Maybe you should try something like this:

private async void button2_Click(object sender, EventArgs e)
{
    var taskAwait = 4000;
    var cancellationSource = new CancellationTokenSource();
    var cancellationToken = cancellationSource.Token;
    
    button2.Text = "Processing...";
    
    var usefullWorkTask = Task.Run(async () =>
        {
            try
            {
                await Task.Dealy(taskAwait);
            }
            catch { }
        },
        cancellationToken);
    
    var progress = new Progress<imt>(i => {
        button2.Text = "Processing " + i.ToString();
    });

    var progressUpdateTask = Task.Run(async () =>
        {
            for(var i = 0; i < 10; i++)
            {
                progress.Report(i);
            }
        },
        cancellationToken);
        
    await Task.WhenAny(usefullWorkTask, progressUpdateTask);
    
    cancellationSource.Cancel();
}

Upvotes: 3

Stephen Cleary
Stephen Cleary

Reputation: 456507

I agree with all the points in Paulo's answer - namely, use modern solutions (Task.Run instead of Task.Factory.StartNew, Progress<T> for progress updates instead of manually posting to the SynchronizationContext, Task.WhenAny instead of Task.WaitAny for asynchronous code).

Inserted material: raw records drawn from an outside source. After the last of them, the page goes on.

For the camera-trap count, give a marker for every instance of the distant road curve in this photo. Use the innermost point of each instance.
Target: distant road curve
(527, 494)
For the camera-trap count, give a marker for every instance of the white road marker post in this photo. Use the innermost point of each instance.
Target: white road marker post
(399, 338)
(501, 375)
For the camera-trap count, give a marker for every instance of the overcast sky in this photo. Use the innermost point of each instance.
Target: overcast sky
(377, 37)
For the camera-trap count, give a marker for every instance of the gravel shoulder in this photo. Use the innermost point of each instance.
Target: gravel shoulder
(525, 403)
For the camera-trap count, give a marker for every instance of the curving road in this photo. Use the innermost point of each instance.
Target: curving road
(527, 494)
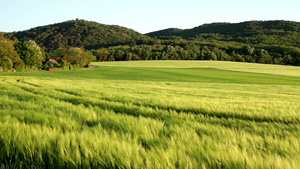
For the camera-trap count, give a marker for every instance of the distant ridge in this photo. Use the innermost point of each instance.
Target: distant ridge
(255, 32)
(80, 33)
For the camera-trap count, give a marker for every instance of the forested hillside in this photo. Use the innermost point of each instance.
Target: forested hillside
(80, 33)
(74, 44)
(252, 32)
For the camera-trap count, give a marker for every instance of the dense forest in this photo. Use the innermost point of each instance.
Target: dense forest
(76, 43)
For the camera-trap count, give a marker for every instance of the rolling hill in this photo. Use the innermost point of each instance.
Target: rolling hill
(254, 32)
(80, 33)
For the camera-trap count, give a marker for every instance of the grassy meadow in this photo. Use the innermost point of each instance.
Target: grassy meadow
(152, 114)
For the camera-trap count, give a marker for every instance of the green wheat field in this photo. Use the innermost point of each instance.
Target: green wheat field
(152, 114)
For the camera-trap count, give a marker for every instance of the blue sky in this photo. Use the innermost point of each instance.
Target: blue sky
(143, 15)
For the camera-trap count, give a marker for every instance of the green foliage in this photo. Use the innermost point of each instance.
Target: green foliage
(252, 32)
(6, 64)
(7, 50)
(31, 54)
(80, 33)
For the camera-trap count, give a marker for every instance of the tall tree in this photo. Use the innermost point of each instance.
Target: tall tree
(31, 54)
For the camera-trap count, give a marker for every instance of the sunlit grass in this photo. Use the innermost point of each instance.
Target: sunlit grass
(95, 118)
(223, 65)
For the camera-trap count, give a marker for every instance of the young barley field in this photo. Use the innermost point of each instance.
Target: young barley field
(152, 114)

But to answer the actual question:

When I run CancellationSource.Cancel(), the long running task keeps working and does not cancel. After a timeout I am not interested in long running task or whatever it may result in.

There are two parts to this:

  • How do I write code that responds to a cancellation request?
  • How do I write code that ignores any responses after the cancellation?

Note that the first part deals with cancelling the operation, and the second part is actually dealing with cancelling the waiting for the operation to complete.

First things first: support cancellation in the operation itself. For CPU-bound code (i.e., running a loop), periodically call token.ThrowIfCancellationRequested(). For I/O-bound code, the best option is to pass the token down to the next API layer - most (but not all) I/O APIs can (should) take cancellation tokens. If this isn't an option, then you can either choose to ignore the cancellation, or you can register a cancellation callback with token.Register. Sometimes there's a separate cancellation method you can call from your Register callback, and sometimes you can make it work by disposing the object from the callback (this approach often works because of a long-standing Win32 API tradition of cancelling all I/O for a handle when that handle is closed). I'm not sure if this will work for SqlConnection.Open, though.

Next, cancelling the wait. This one is relatively simple if you just want to cancel the wait due to a timeout:

await Task.WhenAny(tWork, tProgress, Task.Delay(5000));

Upvotes: 5

Ringil
Ringil

Reputation: 6537

I think you need to check IsCancellationRequested in the progressUpdate Action.

As to how to do what you want, this blog discusses an Extension method WithCancellation that will make it so that you stop waiting for your long running task.